Lots of paint being splashed about Echo Park recently. Cache's cute mural on Mohawk, of chickens in love, has been browned out of existence. The colorful reds and other bright colors of Cache's palette have been replaced with bear brown on the side of the wall where The Kids Are Alright used to be. It wasn't my favorite Cache mural, but it was about 100 percent better than what replaced it. If you never saw it or don't remember The Kids was a hipster-ish boutique/gift shop, a nice one where you could pick up a cool Taro Gomi coloring book or a pair of gold ballet slippers. I have heard that the building was purchased recently and the rent raised, which is why it now is empty space, like a shop that never happened. Your blank (brown) canvas has arrived. My best hope is that the antiques shops aren't priced away, too. And my prayers are that the owners are not louts and don't plan to demolish the structure.

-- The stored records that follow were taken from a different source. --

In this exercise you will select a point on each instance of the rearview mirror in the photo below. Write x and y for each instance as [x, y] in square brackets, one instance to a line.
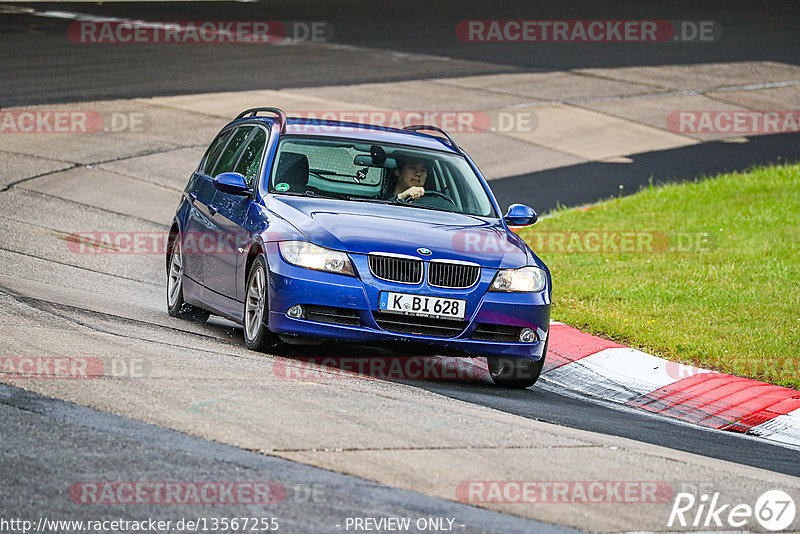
[231, 182]
[520, 215]
[363, 160]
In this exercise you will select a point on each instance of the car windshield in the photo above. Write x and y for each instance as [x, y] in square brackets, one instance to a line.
[368, 172]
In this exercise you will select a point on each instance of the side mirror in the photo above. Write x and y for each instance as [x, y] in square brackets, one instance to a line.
[520, 215]
[231, 182]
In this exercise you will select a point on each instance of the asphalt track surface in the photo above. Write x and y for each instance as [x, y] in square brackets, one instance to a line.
[50, 441]
[45, 441]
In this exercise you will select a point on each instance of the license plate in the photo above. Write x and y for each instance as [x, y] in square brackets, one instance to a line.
[423, 305]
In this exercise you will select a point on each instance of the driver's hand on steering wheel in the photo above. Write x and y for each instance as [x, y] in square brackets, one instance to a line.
[412, 193]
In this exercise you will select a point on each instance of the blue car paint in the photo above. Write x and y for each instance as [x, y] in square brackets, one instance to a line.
[263, 220]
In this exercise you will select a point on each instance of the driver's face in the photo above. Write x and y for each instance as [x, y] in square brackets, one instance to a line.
[412, 175]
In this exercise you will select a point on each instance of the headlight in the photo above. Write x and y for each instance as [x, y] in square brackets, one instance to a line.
[527, 279]
[311, 256]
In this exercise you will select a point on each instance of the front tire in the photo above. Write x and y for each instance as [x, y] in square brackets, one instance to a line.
[516, 372]
[257, 335]
[176, 306]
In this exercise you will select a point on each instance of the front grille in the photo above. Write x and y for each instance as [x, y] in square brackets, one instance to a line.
[394, 269]
[419, 326]
[333, 315]
[453, 275]
[496, 332]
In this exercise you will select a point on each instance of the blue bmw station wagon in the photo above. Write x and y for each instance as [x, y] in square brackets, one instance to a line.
[304, 230]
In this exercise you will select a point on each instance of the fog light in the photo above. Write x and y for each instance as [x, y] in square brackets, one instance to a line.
[295, 311]
[528, 335]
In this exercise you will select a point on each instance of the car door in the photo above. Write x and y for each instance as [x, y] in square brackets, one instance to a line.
[200, 194]
[229, 215]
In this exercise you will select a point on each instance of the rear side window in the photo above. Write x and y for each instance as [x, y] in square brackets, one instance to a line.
[230, 155]
[213, 151]
[250, 161]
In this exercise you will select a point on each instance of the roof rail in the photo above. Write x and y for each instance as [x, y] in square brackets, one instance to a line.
[252, 112]
[450, 140]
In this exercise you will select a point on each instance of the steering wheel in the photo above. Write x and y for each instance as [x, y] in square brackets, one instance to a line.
[436, 194]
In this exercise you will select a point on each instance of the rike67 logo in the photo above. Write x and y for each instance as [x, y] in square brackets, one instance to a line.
[774, 510]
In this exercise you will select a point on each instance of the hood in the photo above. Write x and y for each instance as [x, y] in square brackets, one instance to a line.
[364, 227]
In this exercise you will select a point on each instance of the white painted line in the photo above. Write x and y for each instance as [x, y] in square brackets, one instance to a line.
[618, 374]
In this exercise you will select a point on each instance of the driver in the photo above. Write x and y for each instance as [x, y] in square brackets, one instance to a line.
[409, 178]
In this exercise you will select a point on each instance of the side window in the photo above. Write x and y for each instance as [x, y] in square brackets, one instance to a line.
[231, 153]
[213, 151]
[250, 161]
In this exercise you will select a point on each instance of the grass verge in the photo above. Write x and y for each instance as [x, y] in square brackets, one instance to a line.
[705, 273]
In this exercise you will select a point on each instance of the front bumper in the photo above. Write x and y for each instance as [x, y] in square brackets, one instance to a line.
[290, 285]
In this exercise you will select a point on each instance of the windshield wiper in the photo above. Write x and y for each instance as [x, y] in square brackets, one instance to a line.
[396, 202]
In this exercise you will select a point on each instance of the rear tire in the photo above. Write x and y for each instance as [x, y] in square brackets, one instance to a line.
[516, 372]
[176, 306]
[257, 335]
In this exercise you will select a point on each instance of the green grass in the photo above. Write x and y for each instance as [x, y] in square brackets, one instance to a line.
[718, 288]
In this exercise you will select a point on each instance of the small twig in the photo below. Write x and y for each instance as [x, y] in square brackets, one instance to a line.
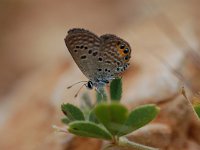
[125, 142]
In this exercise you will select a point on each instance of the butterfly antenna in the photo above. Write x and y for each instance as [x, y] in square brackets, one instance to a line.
[99, 93]
[79, 91]
[75, 84]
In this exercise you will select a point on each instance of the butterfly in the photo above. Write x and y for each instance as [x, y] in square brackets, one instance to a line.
[101, 59]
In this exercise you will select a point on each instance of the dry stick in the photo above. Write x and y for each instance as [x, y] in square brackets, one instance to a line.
[184, 94]
[125, 142]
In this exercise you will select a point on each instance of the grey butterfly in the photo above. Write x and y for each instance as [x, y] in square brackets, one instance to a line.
[101, 59]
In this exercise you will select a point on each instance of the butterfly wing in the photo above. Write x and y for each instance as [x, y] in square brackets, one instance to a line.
[100, 59]
[84, 46]
[116, 52]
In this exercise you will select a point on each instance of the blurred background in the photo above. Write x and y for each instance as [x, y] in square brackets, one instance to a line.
[36, 68]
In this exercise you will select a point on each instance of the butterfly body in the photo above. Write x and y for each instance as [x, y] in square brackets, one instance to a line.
[101, 59]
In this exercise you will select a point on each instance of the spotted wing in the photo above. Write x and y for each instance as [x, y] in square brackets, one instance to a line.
[84, 47]
[116, 54]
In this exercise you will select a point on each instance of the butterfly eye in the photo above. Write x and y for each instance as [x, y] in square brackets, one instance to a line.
[100, 59]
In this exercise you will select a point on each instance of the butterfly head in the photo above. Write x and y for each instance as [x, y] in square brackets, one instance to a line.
[89, 85]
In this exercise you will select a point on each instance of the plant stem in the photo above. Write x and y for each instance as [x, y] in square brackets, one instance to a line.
[125, 142]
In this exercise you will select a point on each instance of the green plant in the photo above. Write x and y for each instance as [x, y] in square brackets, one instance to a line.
[108, 120]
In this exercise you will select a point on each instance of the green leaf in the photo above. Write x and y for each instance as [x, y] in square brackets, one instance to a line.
[197, 109]
[139, 117]
[86, 101]
[116, 89]
[89, 129]
[112, 116]
[65, 120]
[72, 112]
[101, 95]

Around the corner, on Alvarado near Sunset, there is a new frozen yogurt shop, called Orange Cream, that I've heard good things about: rumor is they serve fresh fruit with their product. It took a long time for the shop to open. It's in the strip mall diagonally across from the Downbeat Cafe. And I think Orange Cream may have inspired the Rancho Market to go white. Rancho has been a dingy orange forever. But now that Orange Cream has opened it's off-white. That's the universe punning with paint, not Chicken Corner.

In other paint news: the Episcopal Church across from Echo Park Lake is said to be experimenting with grape purple for its newest color. I guess the old white wasn't bright enough. I'm heading down to see it with my own eyes this afternoon. My best hope: that it not frighten away the birds on Bird Island.

Looks like art pranksters tagged the bright green gates of Peter Shire's studio on Echo Park Avenue. Something about cats. It was hard to read. Shire has long been left alone by the more traditional -- and often gang-affiliated -- taggers of the neighborhood, many of whom had grown up with Peter or had been portrait subjects or studio assistants over the years. In fact, Shire's pottery studio work was often signed eXp (or was that ExP?), same as the Echo Park gang. Doubtful that the new breed of street writer knows about all of that. My best hope: that it's already painted over -- as if it never happened.